Photo credit: Dorthea Lange
I feel like I have been at a bit of a cross-roads when it comes to my religion as of late -- please note, I did not say faith.
Our parish is at the very least lukewarm and unfortunately, most of the parishes in my area are about the same. I have recently withdrawn from serving as Extraordinary Minister and Lector for right now due to health concerns, work and family issues, but feel the decision to do so was a good one, was warranted, and was not at all walking away at a time when there are no others to step up -- there are always others and they always step up. I felt as though I was being called away and I have peace about it.

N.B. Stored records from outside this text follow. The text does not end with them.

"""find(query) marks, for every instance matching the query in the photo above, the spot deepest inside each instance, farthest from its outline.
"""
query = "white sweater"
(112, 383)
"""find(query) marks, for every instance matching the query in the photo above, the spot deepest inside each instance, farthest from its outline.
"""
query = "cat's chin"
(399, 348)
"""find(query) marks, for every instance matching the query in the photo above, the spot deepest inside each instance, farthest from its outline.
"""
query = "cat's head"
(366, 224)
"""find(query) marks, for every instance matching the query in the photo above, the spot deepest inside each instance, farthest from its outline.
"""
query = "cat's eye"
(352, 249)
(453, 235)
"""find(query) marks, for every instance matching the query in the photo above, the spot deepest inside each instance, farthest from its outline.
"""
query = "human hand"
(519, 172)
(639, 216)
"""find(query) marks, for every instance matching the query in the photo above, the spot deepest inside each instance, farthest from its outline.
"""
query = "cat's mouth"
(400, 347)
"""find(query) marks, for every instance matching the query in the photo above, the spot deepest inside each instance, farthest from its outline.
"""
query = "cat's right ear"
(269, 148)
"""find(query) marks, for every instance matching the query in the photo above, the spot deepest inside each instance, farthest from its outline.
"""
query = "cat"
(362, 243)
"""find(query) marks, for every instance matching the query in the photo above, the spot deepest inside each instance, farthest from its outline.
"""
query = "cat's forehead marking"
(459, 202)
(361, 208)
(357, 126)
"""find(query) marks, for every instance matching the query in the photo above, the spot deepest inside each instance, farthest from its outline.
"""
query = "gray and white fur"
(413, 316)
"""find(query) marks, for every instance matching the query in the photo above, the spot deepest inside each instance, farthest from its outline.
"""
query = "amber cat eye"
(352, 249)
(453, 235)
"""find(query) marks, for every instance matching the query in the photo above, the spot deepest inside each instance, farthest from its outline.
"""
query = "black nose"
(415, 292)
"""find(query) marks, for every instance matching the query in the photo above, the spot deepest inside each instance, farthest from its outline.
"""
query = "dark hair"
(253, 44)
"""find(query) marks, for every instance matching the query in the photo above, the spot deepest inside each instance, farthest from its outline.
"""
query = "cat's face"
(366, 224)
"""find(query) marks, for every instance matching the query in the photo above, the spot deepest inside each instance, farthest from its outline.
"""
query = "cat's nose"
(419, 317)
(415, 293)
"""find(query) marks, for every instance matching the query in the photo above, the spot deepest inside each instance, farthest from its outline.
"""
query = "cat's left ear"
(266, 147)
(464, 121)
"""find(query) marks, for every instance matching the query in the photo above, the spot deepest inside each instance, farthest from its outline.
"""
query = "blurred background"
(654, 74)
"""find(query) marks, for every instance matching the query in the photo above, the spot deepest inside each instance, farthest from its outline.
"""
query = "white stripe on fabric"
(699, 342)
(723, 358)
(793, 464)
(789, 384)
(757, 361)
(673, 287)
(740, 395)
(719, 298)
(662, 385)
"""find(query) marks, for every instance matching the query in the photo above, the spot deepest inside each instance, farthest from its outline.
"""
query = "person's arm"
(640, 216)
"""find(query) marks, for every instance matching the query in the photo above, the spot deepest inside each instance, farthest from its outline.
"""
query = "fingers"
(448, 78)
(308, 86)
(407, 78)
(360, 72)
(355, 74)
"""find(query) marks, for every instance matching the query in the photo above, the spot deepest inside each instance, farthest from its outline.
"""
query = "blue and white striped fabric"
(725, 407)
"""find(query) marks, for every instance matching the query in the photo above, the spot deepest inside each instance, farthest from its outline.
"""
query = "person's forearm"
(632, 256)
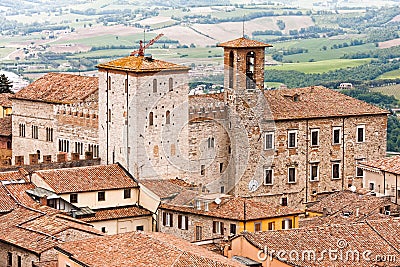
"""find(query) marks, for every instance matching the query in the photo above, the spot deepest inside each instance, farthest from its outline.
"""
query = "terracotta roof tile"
(234, 207)
(38, 230)
(141, 64)
(118, 213)
(243, 42)
(346, 206)
(91, 178)
(12, 176)
(389, 164)
(137, 249)
(5, 126)
(315, 102)
(379, 237)
(60, 88)
(5, 100)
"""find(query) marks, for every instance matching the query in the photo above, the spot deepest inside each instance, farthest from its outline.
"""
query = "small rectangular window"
(202, 170)
(73, 198)
(336, 135)
(360, 133)
(127, 193)
(269, 140)
(268, 177)
(287, 224)
(314, 173)
(284, 201)
(218, 227)
(291, 175)
(359, 172)
(233, 229)
(101, 196)
(372, 186)
(335, 171)
(292, 139)
(315, 137)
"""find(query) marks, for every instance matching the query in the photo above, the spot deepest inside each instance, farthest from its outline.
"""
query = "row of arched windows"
(167, 118)
(170, 85)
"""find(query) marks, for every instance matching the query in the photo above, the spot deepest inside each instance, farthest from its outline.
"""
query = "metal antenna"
(243, 25)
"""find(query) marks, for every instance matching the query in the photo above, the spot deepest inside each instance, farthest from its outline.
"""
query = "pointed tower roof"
(140, 64)
(243, 42)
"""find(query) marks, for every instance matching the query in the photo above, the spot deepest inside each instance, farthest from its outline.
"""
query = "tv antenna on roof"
(243, 24)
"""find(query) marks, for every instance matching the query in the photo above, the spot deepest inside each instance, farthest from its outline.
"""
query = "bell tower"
(244, 64)
(247, 113)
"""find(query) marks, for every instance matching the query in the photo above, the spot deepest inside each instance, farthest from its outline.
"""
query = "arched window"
(250, 77)
(167, 117)
(154, 85)
(151, 115)
(171, 84)
(231, 69)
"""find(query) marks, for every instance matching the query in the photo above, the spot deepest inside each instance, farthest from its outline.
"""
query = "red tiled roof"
(141, 64)
(118, 213)
(60, 88)
(358, 207)
(38, 230)
(141, 249)
(234, 208)
(84, 179)
(12, 176)
(389, 164)
(5, 126)
(243, 42)
(379, 237)
(5, 100)
(315, 102)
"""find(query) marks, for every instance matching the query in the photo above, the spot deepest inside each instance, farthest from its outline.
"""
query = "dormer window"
(250, 77)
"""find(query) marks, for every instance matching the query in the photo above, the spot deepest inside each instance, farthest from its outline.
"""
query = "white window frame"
(265, 176)
(295, 138)
(336, 178)
(317, 177)
(361, 126)
(311, 139)
(333, 135)
(272, 134)
(357, 172)
(295, 180)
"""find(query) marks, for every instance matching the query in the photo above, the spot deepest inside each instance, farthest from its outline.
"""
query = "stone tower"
(142, 116)
(248, 113)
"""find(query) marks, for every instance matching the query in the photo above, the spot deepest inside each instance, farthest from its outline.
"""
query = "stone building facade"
(54, 117)
(143, 116)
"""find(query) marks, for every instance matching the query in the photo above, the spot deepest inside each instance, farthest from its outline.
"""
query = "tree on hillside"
(5, 84)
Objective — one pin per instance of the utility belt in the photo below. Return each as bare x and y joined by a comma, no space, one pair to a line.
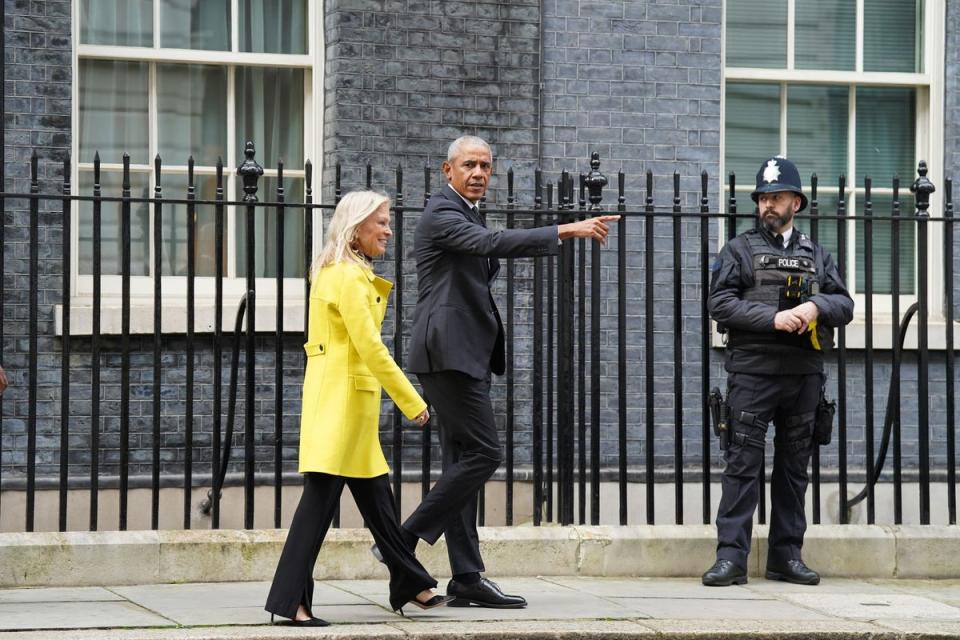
723,416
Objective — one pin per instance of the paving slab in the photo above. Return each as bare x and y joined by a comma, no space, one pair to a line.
947,591
654,588
58,594
712,629
241,603
75,615
777,588
528,629
923,628
876,606
713,608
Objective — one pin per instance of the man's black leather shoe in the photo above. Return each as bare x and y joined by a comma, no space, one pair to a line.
794,571
724,573
483,594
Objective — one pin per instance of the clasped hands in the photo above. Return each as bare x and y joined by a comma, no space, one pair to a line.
796,320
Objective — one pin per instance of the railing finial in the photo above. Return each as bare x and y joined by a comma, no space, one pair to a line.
922,187
595,181
250,171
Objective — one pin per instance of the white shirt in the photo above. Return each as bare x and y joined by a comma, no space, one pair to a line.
472,204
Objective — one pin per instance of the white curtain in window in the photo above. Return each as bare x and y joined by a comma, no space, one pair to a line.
117,22
273,26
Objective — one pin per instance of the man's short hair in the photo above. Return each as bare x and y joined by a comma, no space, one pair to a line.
466,141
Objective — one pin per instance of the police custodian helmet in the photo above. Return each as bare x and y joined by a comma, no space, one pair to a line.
779,174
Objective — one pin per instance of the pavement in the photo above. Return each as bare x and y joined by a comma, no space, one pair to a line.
559,607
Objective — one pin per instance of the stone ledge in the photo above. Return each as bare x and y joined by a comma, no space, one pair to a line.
151,557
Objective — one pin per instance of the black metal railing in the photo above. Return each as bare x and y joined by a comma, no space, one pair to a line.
622,423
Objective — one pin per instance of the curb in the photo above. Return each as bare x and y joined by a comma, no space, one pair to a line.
154,557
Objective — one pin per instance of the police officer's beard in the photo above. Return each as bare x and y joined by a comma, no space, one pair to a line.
774,222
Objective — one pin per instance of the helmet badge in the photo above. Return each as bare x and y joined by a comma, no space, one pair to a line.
771,173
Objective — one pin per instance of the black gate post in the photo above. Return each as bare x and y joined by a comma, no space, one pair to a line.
565,402
250,171
923,188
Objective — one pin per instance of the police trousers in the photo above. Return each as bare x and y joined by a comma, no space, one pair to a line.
790,402
293,581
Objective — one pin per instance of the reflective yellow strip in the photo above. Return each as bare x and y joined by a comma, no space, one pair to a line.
814,339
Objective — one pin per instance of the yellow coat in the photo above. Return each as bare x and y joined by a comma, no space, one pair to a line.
346,365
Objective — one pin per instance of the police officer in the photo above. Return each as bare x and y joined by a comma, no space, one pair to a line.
777,295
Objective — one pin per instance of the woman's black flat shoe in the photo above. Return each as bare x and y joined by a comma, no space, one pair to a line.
432,603
312,622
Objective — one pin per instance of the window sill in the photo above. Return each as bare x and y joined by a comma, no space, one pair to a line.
173,319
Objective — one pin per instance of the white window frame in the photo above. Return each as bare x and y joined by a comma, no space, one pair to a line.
929,85
174,288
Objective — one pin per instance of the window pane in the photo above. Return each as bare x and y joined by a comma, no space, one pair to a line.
191,24
113,110
886,133
191,113
757,33
890,41
825,229
273,26
265,225
882,236
817,131
117,22
752,128
110,246
270,113
826,34
174,225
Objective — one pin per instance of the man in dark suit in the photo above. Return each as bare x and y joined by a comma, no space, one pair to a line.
457,342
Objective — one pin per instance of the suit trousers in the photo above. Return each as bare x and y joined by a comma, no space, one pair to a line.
293,580
471,453
790,401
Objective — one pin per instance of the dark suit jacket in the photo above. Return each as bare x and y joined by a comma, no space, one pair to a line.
456,325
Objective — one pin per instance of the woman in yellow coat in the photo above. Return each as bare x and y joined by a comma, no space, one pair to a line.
347,364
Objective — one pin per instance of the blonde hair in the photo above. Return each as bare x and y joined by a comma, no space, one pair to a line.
351,211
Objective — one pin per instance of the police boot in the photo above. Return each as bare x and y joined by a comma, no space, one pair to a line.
724,573
794,571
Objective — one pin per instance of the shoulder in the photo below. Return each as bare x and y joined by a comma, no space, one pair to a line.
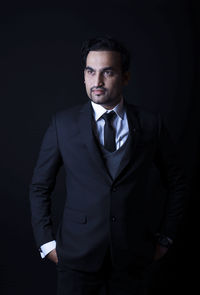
69,113
146,117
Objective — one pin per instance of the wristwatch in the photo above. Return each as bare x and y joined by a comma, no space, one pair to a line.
164,240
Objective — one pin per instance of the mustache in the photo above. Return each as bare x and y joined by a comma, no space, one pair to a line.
98,88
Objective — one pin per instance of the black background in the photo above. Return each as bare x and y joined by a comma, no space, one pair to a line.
41,73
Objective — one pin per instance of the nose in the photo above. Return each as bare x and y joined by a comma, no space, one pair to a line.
99,80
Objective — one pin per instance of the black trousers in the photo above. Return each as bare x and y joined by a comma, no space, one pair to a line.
106,281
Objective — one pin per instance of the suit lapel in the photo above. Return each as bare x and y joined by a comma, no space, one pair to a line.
88,138
134,131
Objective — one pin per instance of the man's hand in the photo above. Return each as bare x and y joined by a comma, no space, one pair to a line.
160,252
53,256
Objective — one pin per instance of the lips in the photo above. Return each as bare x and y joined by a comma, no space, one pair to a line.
98,91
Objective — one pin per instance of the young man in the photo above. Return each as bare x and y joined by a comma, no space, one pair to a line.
112,229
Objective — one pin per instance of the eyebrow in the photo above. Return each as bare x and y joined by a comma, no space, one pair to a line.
104,69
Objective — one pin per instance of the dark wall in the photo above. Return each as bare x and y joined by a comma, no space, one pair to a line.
41,73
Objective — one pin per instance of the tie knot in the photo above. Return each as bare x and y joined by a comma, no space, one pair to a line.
108,117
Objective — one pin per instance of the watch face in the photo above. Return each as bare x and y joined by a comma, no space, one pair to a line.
164,242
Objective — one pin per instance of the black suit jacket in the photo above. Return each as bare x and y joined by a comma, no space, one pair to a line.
100,212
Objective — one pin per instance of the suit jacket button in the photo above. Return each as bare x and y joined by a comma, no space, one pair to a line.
113,218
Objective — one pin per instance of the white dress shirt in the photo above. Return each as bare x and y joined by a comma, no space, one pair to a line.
120,124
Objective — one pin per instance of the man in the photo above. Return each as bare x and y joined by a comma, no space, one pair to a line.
112,228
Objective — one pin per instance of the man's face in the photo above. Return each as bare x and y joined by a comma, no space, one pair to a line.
104,79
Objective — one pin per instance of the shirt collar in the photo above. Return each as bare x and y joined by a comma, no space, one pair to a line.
99,110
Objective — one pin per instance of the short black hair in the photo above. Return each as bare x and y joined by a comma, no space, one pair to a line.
105,43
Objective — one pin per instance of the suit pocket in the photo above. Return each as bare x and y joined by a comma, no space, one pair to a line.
75,216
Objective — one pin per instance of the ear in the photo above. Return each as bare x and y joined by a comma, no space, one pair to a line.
126,77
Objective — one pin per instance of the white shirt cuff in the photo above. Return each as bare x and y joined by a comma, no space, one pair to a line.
46,248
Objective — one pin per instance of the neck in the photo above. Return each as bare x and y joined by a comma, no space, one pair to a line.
111,106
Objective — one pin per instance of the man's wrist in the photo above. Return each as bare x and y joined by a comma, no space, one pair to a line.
164,240
46,248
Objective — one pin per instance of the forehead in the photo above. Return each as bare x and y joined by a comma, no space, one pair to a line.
101,59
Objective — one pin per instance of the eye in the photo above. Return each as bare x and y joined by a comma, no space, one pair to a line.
89,71
108,73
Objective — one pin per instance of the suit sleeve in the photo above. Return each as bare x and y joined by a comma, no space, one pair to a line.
42,185
173,176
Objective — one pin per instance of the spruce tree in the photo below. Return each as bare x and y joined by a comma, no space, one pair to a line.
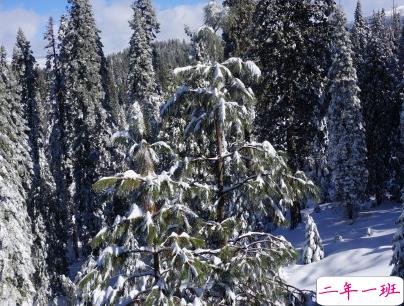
347,142
380,106
142,86
313,249
360,33
41,195
55,151
398,249
16,262
86,123
186,239
401,105
291,43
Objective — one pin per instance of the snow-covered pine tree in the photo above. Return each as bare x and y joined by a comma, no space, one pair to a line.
380,106
41,195
86,123
219,110
313,248
398,248
16,264
162,251
142,86
291,43
206,45
23,64
55,148
360,33
347,146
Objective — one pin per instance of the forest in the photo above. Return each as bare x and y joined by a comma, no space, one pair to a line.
163,174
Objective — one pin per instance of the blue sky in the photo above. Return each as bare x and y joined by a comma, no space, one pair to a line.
112,18
57,6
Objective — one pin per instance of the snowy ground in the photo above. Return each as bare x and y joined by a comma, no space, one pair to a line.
357,255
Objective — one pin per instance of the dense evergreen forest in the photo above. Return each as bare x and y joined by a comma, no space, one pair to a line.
156,176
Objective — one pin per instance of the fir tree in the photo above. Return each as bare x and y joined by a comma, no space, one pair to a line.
347,146
41,197
380,106
23,64
55,151
313,249
163,251
360,33
16,260
291,43
142,79
86,123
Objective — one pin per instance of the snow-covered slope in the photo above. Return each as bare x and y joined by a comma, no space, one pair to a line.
356,255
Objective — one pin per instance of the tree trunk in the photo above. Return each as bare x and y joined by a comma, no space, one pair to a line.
220,173
295,215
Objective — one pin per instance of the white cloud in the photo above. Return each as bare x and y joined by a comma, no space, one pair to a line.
112,19
173,20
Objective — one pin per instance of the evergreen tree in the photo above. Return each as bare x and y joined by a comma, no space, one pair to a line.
16,262
360,33
291,43
347,146
142,79
313,249
401,104
398,249
86,123
163,251
55,151
23,64
380,106
41,195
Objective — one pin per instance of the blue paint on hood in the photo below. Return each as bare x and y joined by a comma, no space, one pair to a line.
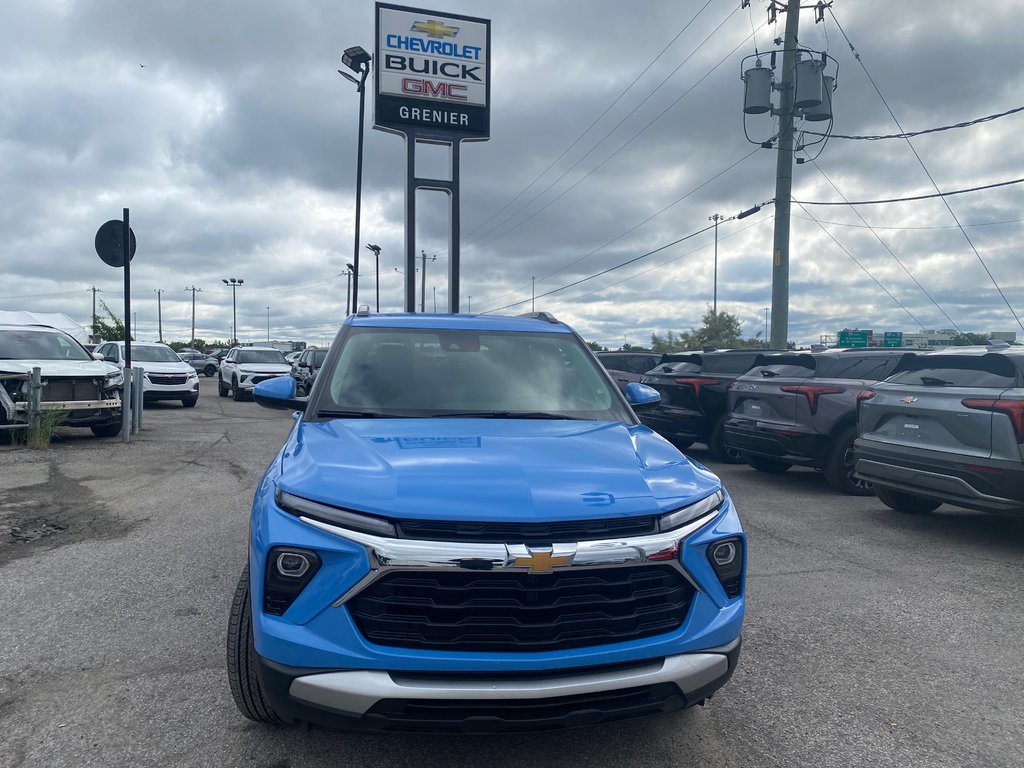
489,469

What this has afforded me is an opportunity to explore other churches in the area, which I have touched upon. What I am finding in doing so is that while I am being *fed* with the sermons and the music, I am missing tremendously the Eucharist. It is almost an unbearable ache, like He is calling to me and this is because I believe that Jesus is present in the Eucharist and to me, that is where it starts and stops. Sure, I can visit elsewhere, but I need to be with the Lord as He said He would be with me; joined at the table.
Lent is approaching and I said to my husband last night, my husband who has remained steadfast and true to the faith during all these months of my searching and my questioning, that I cannot imagine myself as anything other than Catholic!! I am submitting myself to the Lord during these next few weeks in prayer and supplication and will do whatever He tells me to do. I have lots of praying and reading to do, and as I mentioned yesterday, I am incredibly fond of JPII and feel there is a real connectedness between us, even more so than when he was living! What is that about? Something else for me to explore, I guess.
Of importance to note is I have another appointment with a potential Spiritual Director -- I had one in the fall with a Sister who was very nice, but I felt no connectedness and she made suggestions which may have been valid, but seem patent to everyone and not simply me (why I think I must be sooo different is another story...) This new Sister and I meet tomorrow at 10:00 a.m. and while I almost didn't take the appointment, the Holy Spirit whispered really, really loud that it was "ADVISABLE TO DO SO." We will see what transpires...
So while my posting may be disjointed and questioning aloud, most posts will be open to comments, some not (but always opened to email). This is a cyber-soul-searching adventure and while I feel more confident about where I am headed with all of this, I appreciate your walking with me on this road.
It's a bit narrow, but I am sure we can all fit.